Condenação do desumano ataque de Israel contra a «Frota da Liberdade» - Posição Comum

O desumano ataque militar israelita contra os barcos de uma iniciativa de ajuda humanitária à população palestiniana na Faixa de Gaza – que levava bens de primeira necessidade e outros materiais para a resposta às prementes carências daquela população - que matou e feriu dezenas de pessoas, é mais um crime cometido pelo Estado de Israel que exige a mais clara e firme condenação.

O brutal ataque das forças israelitas, perpetrado em águas internacionais, contra a «Frota da Liberdade» - organizada pela Free Gaza, que transportava 750 pessoas e toneladas de mantimentos para a Faixa de Gaza - só pode merecer a condenação do Governo português.

Este hediondo crime traz para a ordem do dia o cruel e ilegal bloqueio imposto por Israel à população da Faixa de Gaza desde 2007, que criminosamente coloca todo um povo sob cerco e aprisionado. Um milhão e meio de crianças, mulheres e homens sobrevivem num território exíguo e privado das mais elementares condições de vida. Recorde-se a brutal agressão militar perpetrada entre Dezembro de 2008 e Janeiro de 2009, que provocou a morte e ferimentos em milhares e milhares de palestinianos, na sua maioria crianças e jovens e destruiu infra-estruturas básicas, constituiu mais um rude golpe para o povo de Gaza, que continua impune.

Na raiz de todos estes graves problemas que a população de Gaza enfrenta está a ocupação israelita dos territórios palestinianos. Uma ocupação condenada em sucessivas resoluções das Nações Unidas, mas que, com o apoio ou a conivência dos Estados Unidos da América e da União Europeia, não só não cessa como se agrava, com os assassinatos, as prisões e a expansão dos colonatos.

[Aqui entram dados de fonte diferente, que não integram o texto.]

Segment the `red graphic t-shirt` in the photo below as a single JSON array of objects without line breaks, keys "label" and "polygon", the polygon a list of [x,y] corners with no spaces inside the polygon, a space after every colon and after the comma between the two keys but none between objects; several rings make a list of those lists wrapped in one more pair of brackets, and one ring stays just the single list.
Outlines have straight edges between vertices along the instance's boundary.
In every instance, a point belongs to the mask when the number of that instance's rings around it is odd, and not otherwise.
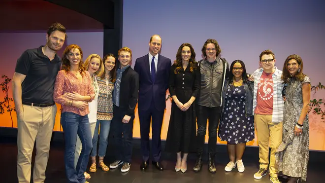
[{"label": "red graphic t-shirt", "polygon": [[273,110],[273,80],[272,73],[263,72],[258,85],[257,102],[254,113],[272,115]]}]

Face a mais esta violência israelita, urge reafirmar as exigências fundamentais tendentes à resolução deste conflito e o inalienável direito do povo palestiniano a um Estado independente, soberano e viável:

condenar este acto criminoso de pirataria e violência e exigir a punição, à luz do direito internacional, dos responsáveis pelo ataque à “Frota da Liberdade”;

exigir a imediata libertação de todos os activistas sequestrados por Israel e a atracagem da «Frota da Liberdade» na Faixa de Gaza;

o imediato levantamento do bloqueio à Faixa Gaza;

o desmantelamento dos colonatos;

a remoção do muro de separação;

o fim da ocupação israelita;

a resolução do problema dos refugiados no quadro do respeito do direito de regresso;

e o estabelecimento de um Estado da Palestina, dentro das fronteiras de 1967, com Jerusalém Leste como capital.